4. Limit if x tends to zero

1/[e^(2x)-1]-1/2x

Thanks a lot.
This one is not clear.

3. For 1., $\displaystyle {n+2\choose2}\bigg/{n\choose2} = \frac{\frac12(n+2)(n+1)}{\frac12n(n-1)} = 1+\frac{4n+2}{n(n-1)}$. So $\displaystyle \left({n+2\choose2}\bigg/{n\choose2}\right)^{\!\!n} = \left(1+\frac{4n+2}{n(n-1)}\right)^{\!\!n}$. This looks as

though it should be close to $\displaystyle \bigl(1+\tfrac4n\bigr)^n$, which has the limit $\displaystyle e^4$ as $\displaystyle n\to\infty$.

To justify that guess, you could take the logarithm of $\displaystyle \left(1+\frac{4n+2}{n(n-1)}\right)^{\!\!n}$ and show that it tends to 4 as $\displaystyle n\to\infty$.

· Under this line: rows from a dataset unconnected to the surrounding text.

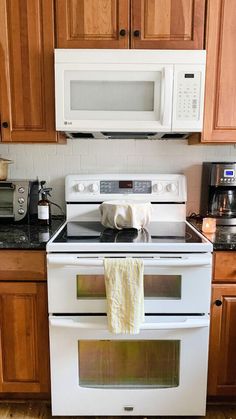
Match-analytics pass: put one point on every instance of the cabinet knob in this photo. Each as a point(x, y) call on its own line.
point(137, 34)
point(122, 32)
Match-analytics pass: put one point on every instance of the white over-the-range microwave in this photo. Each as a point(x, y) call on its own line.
point(117, 93)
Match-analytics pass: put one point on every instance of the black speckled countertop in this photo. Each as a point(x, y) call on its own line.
point(28, 236)
point(223, 239)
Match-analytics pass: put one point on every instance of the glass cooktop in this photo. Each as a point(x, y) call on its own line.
point(157, 232)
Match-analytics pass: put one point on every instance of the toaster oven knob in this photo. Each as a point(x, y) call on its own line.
point(80, 187)
point(94, 187)
point(171, 187)
point(158, 187)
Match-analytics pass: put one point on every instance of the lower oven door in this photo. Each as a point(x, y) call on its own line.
point(160, 371)
point(172, 283)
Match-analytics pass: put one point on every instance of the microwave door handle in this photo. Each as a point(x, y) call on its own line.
point(72, 324)
point(154, 262)
point(166, 96)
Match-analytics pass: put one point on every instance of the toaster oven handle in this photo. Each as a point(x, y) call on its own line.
point(89, 324)
point(166, 99)
point(154, 262)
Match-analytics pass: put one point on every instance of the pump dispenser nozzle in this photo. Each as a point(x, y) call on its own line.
point(44, 209)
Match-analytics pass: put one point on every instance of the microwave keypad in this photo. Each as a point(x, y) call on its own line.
point(188, 95)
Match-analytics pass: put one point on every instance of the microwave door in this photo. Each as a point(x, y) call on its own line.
point(121, 98)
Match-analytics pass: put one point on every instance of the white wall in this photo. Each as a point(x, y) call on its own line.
point(53, 162)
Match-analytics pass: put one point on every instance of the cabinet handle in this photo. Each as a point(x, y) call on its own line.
point(122, 32)
point(137, 34)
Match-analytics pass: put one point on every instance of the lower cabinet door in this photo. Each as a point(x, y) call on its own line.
point(24, 347)
point(222, 365)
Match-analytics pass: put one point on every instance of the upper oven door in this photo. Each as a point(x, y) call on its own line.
point(101, 97)
point(172, 284)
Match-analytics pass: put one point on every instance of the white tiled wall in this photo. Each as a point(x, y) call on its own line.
point(53, 162)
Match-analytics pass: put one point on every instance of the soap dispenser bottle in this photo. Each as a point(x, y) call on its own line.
point(44, 208)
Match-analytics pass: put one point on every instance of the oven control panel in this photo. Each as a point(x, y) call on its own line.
point(126, 187)
point(167, 188)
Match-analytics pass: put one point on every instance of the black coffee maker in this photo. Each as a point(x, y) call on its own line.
point(218, 192)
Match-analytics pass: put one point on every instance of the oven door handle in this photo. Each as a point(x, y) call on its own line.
point(72, 324)
point(156, 262)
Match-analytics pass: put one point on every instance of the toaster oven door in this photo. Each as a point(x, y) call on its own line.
point(6, 200)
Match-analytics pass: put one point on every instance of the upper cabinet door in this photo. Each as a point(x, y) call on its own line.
point(167, 24)
point(92, 23)
point(26, 70)
point(220, 107)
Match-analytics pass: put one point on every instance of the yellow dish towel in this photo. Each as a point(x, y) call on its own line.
point(125, 294)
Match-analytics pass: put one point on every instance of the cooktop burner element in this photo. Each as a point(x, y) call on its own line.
point(167, 231)
point(94, 232)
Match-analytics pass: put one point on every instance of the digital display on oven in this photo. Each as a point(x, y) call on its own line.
point(125, 184)
point(228, 173)
point(189, 76)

4. Thank you both for the great helps.

1/[e^(2x)-1]-1/2x is

(one over (e to the power of two x) minus one) minus one over two x

5. Originally Posted by csodacsiga
Thank you both for the great helps.

1/[e^(2x)-1]-1/2x is

(one over (e to the power of two x) minus one) minus one over two x
$\displaystyle \frac1{e^{2x}-1} - \frac1{2x} = \frac{1+2x-e^{2x}}{2x(e^{2x}-1)}$. Now apply l'Hôpital two or three times.

6. I assume this is it:

$\displaystyle \lim_{x\to 0}\frac{1}{e^{2x}-1}-\frac{1}{2x}$?.

We can be lazy and use ol' L'Hopital.

Rewrite:

$\displaystyle \frac{-1}{2}\displaystyle{\lim_{x\to 0}\frac{-2x+e^{2x}-1}{x(e^{2x}-1)}}$

L'Hopital:

$\displaystyle \displaystyle{-\lim_{x\to 0}\frac{e^{2x}-1}{2xe^{2x}+e^{2x}-1}}$

L'Hopital again:

$\displaystyle \displaystyle{-\lim_{x\to 0}\frac{1}{2x+2}}$

Now, we can see it?.

Now, try it without L'Hopital. That is 'funner'.